Un cuestionamiento más, entre el abanico de interrogantes que ha ido solucionando desde que hace siete años se le planteara la posibilidad de esta exposición que, según ha declarado, le parece el tiempo conveniente para preparar la muestra, lo cual ya es bastante significativo de su propio tempo. Mientras tanto, Ballester ha visto como sus obras encajaban bien en el gusto del coleccionismo corporativo y, conforme subía la cotización, ha ido entablando diálogo con galeristas y críticos más distinguidos, cuyas interpretaciones frecuentemente literarias y propensas a la divulgación y la intencionalidad empática con el público, al cabo, han sido sobrepasadas por la evolución de las obras. En concreto, me parece desafortunado que en el texto de entrada a la exposición se haya reducido el sentido del conjunto de imágenes de “Habitación 523” al sentimiento de soledad del sujeto contemporáneo, cuando se da una efectiva polisemia en cuanto a las sensaciones que puede suscitar entre el público Y hay otras claves, en mi opinión, de mayor calado, como la reflexión sobre las fronteras de la representación, el tiempo de contemplación de la imagen por parte del espectador y las elecciones, incluso existenciales, que se derivan del empleo, más o menos consciente, de la percepción visual.

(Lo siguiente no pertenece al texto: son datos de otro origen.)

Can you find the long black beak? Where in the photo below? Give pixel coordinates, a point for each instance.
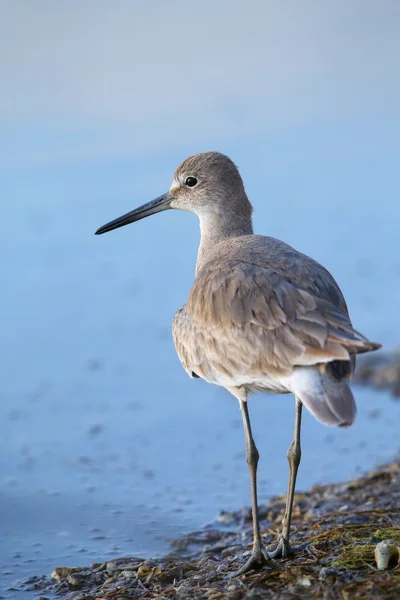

Ante el aluvión incesante de imágenes fugaces de los media, aludidos antes por Ballester por medio de televisores y autopistas, en su última depuración, el artista ha decidido comprometer la mirada del espectador en un juego de demora cada vez más ambiguo. La ralentización del modo de ver -algo que interesa actualmente a un buen número de artistas, entre ellos Bill Viola, el ausente Juan Muñoz en otro orden y el propio Ballester, implicados en los procedimientos de los clásicos-, se consigue aquí empezando por las calidades de carboncillo y apasteladas, o con grano y poca profundidad de campo en el caso de las fotografías. Después, vagamente se reconoce la imagen. Son interiores de espacios públicos: pasillos, escaleras, quizá aparcamientos, museos, ambulatorios, edificios en construcción. Si no fuera por pequeños detalles, rodapiés, cornisas, etc., se diría que sólo hay planos abstractos, líneas constructivas de simetrías y otras proporciones. Sin embargo, la iluminación, siempre a contraluz, nos declara su condición de interior, suscitando semejante recogimiento de alerta nocturna en el observador.
Aparentemente, vacíos y anónimos, pero no deshumanizados. La arquitectura industrial, y sus calidades de hormigón y acero, están interpretadas como recintos románicos. Entre veladuras y mínimas oscilaciones de luz, descubrimos las huellas de las imperfecciones de fábrica y del paso del tiempo, manchas, humedades. Como si Ballester redescubriera la huella pictórica en los pasajes que siempre transitamos, sin habitar. Recorriendo de un extremo a otro esas imágenes, casi siempre acentuadamente horizontales, la perspectiva obliga a la mirada a adentrarse más, con la inevitable incorporación del espectador a esa escena, antes huérfana. ¿Dónde ir? Y qué hacer? Si quizá siempre estemos en tránsito, y ya en nuestro mundo sólo reste elegir las calidades del nomadismo, a partir de las virtudes de nuestra percepción visual.